Center for Female Pelvic Medicine and Reconstructive Surgery, Glickman Urologic and Kidney Institute, Cleveland Clinic, Cleveland, Ohio.
Center for Female Pelvic Medicine and Reconstructive Surgery, Glickman Urologic and Kidney Institute, Cleveland Clinic, Cleveland, Ohio.
J Urol. 2016 Aug;196(2):478-83. doi: 10.1016/j.juro.2016.01.091. Epub 2016 Jan 25.
We evaluate urgency urinary incontinence outcomes for patients who underwent revision of a presumed obstructing synthetic mid urethral sling and examine risk factors for persistent or de novo symptoms after surgery.
From February 1, 2005 to June 1, 2013, 107 women underwent sling revision for new or worsening lower urinary tract symptoms after synthetic mid urethral sling surgery. Patients were grouped based on urgency urinary incontinence symptoms and characteristics associated with persistent or de novo symptoms after revision were examined using logistic regression models.
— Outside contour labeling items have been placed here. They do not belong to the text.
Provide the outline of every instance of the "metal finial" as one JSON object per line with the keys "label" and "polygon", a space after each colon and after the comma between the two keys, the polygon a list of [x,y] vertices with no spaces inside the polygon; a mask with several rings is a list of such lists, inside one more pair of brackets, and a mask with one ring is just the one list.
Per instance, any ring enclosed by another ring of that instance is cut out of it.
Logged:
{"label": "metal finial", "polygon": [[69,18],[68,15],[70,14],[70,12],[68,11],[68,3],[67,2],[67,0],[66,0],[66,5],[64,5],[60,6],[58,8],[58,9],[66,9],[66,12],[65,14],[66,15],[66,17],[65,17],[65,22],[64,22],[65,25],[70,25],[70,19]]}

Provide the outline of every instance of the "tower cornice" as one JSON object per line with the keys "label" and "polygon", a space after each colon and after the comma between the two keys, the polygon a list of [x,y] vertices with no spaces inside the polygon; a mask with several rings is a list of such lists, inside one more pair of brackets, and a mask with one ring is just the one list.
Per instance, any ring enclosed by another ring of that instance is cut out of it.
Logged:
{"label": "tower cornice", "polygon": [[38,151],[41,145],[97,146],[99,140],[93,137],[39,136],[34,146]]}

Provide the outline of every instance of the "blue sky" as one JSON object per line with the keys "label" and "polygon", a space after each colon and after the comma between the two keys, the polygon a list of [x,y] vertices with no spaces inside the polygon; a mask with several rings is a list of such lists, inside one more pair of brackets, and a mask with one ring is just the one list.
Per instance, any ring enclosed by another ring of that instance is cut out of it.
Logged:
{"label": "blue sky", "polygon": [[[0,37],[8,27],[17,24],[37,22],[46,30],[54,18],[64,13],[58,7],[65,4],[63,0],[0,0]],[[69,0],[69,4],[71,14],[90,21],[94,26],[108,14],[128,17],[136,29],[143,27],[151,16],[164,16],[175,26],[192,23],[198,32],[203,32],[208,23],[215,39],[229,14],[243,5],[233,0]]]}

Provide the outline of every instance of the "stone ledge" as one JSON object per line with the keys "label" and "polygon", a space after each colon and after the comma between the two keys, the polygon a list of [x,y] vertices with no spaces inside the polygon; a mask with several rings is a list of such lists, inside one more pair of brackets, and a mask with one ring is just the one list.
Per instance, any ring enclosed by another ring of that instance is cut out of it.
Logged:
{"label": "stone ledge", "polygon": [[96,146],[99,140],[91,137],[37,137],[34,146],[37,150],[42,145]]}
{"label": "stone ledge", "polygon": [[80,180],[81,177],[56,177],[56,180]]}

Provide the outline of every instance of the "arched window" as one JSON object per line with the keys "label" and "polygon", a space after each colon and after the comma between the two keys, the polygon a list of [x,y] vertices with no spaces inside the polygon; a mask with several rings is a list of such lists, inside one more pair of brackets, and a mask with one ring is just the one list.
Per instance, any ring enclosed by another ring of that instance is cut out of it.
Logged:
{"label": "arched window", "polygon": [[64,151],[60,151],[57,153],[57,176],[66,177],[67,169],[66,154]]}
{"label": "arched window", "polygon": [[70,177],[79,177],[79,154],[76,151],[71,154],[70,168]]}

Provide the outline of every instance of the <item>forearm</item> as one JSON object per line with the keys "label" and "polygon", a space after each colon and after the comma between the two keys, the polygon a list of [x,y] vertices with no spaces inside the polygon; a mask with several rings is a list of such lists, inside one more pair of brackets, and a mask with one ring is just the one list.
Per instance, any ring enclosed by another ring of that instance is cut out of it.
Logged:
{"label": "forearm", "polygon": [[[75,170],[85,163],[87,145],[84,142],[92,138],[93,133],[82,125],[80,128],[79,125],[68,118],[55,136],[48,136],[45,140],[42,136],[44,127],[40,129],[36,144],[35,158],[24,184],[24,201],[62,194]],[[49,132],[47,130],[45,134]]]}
Median followup was 29 months (IQR 12-54) and time to revision was 21 months (IQR 5-48). Patients presenting for sling revision with urgency incontinence (68) were more likely to experience a more than 6-month delay to revision vs those presenting with obstructive voiding symptoms (39) (OR 3.25, 95% CI 1.33-7.92, p <0.01). After revision urgency incontinence persisted in 76.5% (52 of 68) and was associated with a pre-revision need for anticholinergic medication (OR 5.58, 95% CI 1.44-21.39, p=0.01) and smoking (OR 5.21, 95% CI 1.21-22.49, p=0.03). De novo urgency incontinence developed in 43.6% (17 of 39) of patients and was associated with de novo stress incontinence (OR 15.9, 95% CI 3.2-78.3, p <0.01). Women with post-revision urgency incontinence (de novo or persistent) had higher Urogenital Distress Inventory-6 scores than patients with no or resolution of urgency incontinence.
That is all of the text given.